Gentile presidente Letta, nel 1848 Victor Hugo sosteneva che la crisi si combatte raddoppiando i fondi alla cultura e non tagliandoli. Una verità sconosciuta a buona parte dei nostri governi che da sempre identificano proprio nella cultura, nella sua svariate espressioni, la vittima sacrificale.
Nel 2007 centinaia di ricercatori italiani inviarono un appello agli aspiranti segretari del neo-Pd, chiedendo attenzione e programmazione per università e ricerca. All'appello lei rispose con prontezza ed entusiasmo definendolo un «grido di allarme lanciato da una parte importante del mondo della ricerca italiana». Lei affermava inoltre che «la ricerca è la fonte dello sviluppo economico e sociale di un paese. Non si tratta di un luogo comune: senza ricerca non c'è futuro per le economie avanzate» e che «difendere e rilanciare la ricerca in Italia significa preparare il terreno per un futuro migliore, per noi stessi e per i nostri figli».

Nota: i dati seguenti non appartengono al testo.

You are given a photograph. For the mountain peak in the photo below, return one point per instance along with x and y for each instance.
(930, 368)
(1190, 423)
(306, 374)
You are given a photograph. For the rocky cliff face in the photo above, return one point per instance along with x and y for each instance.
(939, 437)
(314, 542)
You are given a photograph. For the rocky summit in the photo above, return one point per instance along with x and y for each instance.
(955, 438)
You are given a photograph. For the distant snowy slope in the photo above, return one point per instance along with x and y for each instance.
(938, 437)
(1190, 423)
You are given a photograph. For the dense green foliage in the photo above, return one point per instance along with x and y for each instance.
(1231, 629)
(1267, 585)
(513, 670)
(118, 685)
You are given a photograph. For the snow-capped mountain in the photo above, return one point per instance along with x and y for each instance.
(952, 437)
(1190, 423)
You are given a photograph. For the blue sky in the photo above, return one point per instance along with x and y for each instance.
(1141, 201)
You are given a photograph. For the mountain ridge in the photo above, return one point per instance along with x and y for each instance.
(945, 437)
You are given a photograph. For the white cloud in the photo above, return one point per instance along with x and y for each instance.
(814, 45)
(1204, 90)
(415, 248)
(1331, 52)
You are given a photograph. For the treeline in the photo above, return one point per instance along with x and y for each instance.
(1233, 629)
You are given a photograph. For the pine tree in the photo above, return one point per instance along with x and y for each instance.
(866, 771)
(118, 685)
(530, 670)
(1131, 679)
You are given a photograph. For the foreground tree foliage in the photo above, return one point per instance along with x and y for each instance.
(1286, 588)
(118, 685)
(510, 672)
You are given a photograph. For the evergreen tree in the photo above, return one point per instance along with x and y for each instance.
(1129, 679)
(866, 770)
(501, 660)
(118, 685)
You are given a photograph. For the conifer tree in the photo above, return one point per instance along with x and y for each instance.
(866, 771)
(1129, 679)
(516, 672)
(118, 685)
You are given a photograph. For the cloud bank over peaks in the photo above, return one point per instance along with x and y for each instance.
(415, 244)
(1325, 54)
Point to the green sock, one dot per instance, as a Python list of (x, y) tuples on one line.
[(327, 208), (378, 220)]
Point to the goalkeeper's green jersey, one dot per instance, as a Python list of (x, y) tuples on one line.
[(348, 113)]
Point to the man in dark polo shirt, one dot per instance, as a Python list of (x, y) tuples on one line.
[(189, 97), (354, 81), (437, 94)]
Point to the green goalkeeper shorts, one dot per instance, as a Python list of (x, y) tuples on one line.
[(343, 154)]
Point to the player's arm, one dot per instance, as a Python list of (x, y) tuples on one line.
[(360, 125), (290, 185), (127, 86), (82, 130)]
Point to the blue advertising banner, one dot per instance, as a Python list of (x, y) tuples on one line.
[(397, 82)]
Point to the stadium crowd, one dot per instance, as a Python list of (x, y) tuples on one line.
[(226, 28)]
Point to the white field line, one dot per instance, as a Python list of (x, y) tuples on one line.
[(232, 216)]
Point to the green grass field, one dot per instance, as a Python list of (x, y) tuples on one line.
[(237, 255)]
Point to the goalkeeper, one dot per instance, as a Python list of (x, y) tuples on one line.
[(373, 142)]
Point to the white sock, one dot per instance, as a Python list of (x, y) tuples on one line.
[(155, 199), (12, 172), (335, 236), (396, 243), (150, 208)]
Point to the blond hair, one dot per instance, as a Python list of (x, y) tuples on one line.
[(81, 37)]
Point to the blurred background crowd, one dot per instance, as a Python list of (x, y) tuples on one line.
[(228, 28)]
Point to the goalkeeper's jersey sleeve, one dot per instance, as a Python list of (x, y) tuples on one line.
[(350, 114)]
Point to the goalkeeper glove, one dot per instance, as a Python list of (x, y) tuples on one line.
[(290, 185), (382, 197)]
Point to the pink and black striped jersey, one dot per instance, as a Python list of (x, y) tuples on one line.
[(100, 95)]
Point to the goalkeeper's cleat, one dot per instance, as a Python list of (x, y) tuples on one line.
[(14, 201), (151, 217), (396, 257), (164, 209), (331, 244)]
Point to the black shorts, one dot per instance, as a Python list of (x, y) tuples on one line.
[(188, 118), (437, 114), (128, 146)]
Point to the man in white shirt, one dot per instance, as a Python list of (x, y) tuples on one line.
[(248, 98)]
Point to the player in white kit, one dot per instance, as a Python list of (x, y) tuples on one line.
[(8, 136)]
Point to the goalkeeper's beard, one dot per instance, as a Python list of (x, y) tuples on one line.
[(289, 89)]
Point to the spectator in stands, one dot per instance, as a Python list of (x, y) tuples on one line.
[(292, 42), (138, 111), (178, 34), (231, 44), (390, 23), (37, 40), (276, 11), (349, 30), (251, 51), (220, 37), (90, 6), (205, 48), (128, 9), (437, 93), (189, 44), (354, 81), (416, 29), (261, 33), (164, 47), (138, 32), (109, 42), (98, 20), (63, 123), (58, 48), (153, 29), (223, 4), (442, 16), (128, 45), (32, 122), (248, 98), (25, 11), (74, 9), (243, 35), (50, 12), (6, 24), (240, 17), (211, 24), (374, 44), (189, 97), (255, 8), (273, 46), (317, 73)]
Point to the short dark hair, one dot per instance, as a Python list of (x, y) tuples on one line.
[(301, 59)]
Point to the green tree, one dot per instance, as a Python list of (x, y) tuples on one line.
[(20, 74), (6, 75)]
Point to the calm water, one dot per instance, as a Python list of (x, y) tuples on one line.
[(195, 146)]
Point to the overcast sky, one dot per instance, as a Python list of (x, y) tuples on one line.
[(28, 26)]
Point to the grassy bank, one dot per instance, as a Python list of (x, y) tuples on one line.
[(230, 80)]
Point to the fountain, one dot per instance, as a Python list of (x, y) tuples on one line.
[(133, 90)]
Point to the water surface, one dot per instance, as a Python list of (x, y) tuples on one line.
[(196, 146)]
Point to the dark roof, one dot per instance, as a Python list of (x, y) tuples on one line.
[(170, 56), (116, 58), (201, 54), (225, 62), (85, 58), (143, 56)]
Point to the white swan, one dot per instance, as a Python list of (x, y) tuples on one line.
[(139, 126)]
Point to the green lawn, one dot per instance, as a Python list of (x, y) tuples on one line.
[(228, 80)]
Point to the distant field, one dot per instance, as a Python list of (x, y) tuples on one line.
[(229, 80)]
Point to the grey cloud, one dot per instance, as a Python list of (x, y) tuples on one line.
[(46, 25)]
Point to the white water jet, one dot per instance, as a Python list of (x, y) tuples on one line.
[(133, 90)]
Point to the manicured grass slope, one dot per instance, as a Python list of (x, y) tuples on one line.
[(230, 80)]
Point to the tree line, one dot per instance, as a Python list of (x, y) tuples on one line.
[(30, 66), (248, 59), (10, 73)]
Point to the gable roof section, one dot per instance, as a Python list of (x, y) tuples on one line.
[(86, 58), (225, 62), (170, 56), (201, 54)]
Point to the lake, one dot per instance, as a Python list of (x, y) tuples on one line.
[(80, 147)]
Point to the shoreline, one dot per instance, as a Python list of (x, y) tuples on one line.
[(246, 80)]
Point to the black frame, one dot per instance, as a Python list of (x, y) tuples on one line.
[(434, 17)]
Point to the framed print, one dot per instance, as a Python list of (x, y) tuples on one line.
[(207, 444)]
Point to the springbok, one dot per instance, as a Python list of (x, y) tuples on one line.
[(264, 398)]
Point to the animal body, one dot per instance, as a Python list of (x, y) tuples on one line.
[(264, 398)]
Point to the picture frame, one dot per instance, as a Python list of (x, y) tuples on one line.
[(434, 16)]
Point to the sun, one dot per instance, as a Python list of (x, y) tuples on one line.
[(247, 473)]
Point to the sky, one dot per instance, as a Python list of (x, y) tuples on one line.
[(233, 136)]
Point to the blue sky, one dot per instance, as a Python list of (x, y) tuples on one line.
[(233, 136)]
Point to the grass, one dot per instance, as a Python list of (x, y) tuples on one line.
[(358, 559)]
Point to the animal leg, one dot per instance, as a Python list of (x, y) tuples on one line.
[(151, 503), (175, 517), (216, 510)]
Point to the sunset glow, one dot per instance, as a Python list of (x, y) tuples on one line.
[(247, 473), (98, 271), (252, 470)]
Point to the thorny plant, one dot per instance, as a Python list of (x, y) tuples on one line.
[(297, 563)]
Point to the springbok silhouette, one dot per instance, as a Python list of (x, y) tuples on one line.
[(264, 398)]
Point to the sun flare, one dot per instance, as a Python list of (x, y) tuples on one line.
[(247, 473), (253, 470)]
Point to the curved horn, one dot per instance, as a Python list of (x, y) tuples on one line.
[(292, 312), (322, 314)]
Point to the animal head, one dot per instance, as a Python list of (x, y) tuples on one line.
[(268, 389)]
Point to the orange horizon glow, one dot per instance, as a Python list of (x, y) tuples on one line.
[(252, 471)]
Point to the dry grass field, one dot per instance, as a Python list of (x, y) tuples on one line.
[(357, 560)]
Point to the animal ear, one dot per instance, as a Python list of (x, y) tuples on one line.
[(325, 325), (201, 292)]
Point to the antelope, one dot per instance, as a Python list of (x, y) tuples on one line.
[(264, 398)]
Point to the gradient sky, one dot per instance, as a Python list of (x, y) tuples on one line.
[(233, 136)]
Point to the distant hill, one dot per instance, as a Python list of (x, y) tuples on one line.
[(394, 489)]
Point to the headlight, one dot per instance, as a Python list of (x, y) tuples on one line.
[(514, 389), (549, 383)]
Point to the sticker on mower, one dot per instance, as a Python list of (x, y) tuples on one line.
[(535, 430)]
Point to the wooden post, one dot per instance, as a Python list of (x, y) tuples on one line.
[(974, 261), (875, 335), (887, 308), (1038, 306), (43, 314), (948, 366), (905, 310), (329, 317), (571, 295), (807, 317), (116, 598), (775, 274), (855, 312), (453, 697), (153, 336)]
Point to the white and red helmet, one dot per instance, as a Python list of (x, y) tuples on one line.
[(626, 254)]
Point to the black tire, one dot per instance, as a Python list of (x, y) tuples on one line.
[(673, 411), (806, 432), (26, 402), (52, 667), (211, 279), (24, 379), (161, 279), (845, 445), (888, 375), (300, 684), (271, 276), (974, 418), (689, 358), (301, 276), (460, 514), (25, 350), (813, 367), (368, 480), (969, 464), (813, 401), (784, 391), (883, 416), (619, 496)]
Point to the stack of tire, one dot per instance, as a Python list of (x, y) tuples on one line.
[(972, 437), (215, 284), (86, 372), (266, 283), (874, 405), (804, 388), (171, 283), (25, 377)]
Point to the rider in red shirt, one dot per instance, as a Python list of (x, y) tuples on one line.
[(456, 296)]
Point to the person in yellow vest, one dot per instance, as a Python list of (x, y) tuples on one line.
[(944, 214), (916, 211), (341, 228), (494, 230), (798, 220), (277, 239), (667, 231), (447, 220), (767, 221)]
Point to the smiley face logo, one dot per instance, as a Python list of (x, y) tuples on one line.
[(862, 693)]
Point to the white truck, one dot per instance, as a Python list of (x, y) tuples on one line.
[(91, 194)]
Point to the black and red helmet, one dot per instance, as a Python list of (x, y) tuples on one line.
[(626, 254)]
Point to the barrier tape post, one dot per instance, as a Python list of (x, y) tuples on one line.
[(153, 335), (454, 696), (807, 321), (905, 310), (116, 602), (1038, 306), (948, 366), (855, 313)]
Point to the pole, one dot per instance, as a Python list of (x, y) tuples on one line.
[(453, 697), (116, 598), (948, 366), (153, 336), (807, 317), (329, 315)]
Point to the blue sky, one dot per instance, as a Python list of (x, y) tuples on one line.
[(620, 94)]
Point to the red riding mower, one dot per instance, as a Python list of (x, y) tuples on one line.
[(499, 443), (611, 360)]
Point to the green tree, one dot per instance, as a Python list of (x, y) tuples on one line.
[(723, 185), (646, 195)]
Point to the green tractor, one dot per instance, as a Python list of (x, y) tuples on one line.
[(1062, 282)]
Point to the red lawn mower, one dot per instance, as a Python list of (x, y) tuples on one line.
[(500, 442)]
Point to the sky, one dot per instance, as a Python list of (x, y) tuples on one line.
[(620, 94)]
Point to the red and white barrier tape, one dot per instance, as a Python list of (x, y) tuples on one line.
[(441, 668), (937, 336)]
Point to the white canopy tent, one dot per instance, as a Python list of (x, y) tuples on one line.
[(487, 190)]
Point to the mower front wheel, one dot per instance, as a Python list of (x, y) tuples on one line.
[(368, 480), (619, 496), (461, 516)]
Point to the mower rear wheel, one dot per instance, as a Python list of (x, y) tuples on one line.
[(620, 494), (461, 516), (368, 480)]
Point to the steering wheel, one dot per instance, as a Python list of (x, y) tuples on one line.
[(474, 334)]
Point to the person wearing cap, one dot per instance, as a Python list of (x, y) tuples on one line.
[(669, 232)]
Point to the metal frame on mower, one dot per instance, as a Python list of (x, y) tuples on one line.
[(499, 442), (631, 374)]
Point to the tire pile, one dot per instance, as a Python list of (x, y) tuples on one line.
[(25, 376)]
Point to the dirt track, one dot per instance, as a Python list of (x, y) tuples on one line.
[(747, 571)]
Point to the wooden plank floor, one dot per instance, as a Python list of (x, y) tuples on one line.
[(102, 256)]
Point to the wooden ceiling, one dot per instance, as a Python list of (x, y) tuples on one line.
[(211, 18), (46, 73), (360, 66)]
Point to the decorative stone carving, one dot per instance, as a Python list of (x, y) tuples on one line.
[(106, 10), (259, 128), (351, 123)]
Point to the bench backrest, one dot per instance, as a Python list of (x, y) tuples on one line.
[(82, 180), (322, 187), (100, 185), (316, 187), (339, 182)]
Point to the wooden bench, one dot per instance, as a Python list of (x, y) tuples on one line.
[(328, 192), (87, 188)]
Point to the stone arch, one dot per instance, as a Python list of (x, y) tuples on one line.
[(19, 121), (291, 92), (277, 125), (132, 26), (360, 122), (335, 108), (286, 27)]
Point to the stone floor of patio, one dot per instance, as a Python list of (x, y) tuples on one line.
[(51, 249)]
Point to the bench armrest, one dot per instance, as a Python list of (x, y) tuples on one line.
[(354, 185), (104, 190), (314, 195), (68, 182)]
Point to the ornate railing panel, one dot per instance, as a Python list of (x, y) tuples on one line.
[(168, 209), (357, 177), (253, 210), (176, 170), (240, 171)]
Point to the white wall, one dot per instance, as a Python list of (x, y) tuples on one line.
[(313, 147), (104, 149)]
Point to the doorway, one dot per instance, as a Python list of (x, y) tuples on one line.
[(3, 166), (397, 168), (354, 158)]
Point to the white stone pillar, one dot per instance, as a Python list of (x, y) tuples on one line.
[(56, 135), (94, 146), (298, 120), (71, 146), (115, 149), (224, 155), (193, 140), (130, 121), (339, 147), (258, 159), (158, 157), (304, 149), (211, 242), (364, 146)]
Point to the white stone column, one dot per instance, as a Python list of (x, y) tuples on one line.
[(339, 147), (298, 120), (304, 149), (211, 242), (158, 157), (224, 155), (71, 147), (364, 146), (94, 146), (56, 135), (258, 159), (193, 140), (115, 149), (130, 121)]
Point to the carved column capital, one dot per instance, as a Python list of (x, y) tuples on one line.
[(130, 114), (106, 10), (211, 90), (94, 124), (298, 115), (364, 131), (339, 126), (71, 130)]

Sono passati sei anni e quel grido si è trasformato nel flebile rantolo di chi sta per esalare l'ultimo respiro. Al contrario dei suoi migliori auspici università e ricerca sono state sempre più figlie di un dio minore, martoriate dal governo Berlusconi e anche dall'effimero governo Monti. Infatti, alle conseguenze devastanti della drastica riduzione degli FFO per gli Atenei si sono sommati i tagli ai fondi pubblici per la ricerca che ormai hanno toccato il fondo, mi perdoni il calembour.
Il governo Monti ha destinato solo 38 milioni di euro al bando dei Progetti di ricerca di Interesse nazionale (PRIN) 2012. Un'elemosina rispetto ai 105 Milioni del 2009 e soprattutto ai 137 milioni del 2003. Ma non finisce qui. Secondo alcune voci ritenute attendibili, il suo governo avrebbe addirittura cancellato il bando PRIN 2013. Se fosse vero, si tratterebbe dell'ennesimo grave gesto di disprezzo verso migliaia di ricercatori, su cui la invito a riflettere. Se la classe politica e dirigente del nostro paese continuerà a sbandierare proclami ad effetto, programmi e agende virtuali, rimanendo in realtà sorda ai veri bisogni di istruzione e ricerca, se università e ricerca pubbliche verranno fatte morire, la decadenza del Paese sarà irreversibile e la melma del sottosviluppo morale, culturale e economico ci sommergerà definitivamente.